Lately I've started to differentiate between "knowing" and "believing". I know that life has thrown me obstacles I thought were nearly impossible to overcome. I know that after overcoming those obstacles I felt close to you for the first time. The trouble is believing that you are there for me, that you will stand by me through the good times and the bad.
I keep asking why. Why me? Why do you let me suffer through the pain and self-doubt? Why am I here? I have to wonder if someday everything will make sense, if all this suffering leads to happiness and clarity. I wonder what role the people in my life play and whether or not they're here to stay. I have so much love in my heart and sometimes I wonder if I've given it all away. I don't know how to save some of that love for myself, to learn how to love myself when I know who I want to be and what I want to believe...but I don't believe that she exists in me.
There are times when I feel like there is so little in life that I truly believe. I believe in beauty, in the little things, in the validity of both logic and emotion, in love...even if sometimes I don't believe in them for myself. I feel so weak and helpless, and sometimes I wonder if I need to redefine strength. Maybe I see weakness in the things I cannot change when I should be looking for strength in the things that I can. But how do I do that? How do I teach myself to "believe" without undermining the way I "feel"?

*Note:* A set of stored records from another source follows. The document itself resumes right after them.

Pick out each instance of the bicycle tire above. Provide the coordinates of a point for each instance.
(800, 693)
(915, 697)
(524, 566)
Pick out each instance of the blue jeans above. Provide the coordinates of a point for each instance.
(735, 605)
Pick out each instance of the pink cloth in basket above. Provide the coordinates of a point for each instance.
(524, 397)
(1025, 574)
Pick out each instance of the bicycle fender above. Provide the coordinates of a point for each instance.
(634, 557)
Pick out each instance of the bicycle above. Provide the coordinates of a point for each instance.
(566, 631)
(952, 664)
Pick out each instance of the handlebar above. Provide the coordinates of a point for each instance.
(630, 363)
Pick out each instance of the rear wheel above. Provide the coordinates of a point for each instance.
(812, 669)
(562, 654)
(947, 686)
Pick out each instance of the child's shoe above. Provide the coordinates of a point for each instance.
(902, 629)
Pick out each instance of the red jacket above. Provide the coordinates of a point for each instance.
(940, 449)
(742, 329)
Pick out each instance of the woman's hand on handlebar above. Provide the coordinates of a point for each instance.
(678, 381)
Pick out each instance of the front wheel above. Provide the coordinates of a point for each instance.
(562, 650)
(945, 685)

I have a thousand questions, a thousand doubts, a thousand emotions. And then I wonder...Why is there a smile on my face when there aren't tears in my eyes? Why is there always hope when I don't feel hopeless? Why are there always people when I'm not alone? Will I ever use that knowledge to heal rather than escape? I always ask you for strength, but this time I'm asking for a different kind of strength...the strength to live life to its fullest and live without regrets, to let go but love the memories, and to open my heart and mind to change.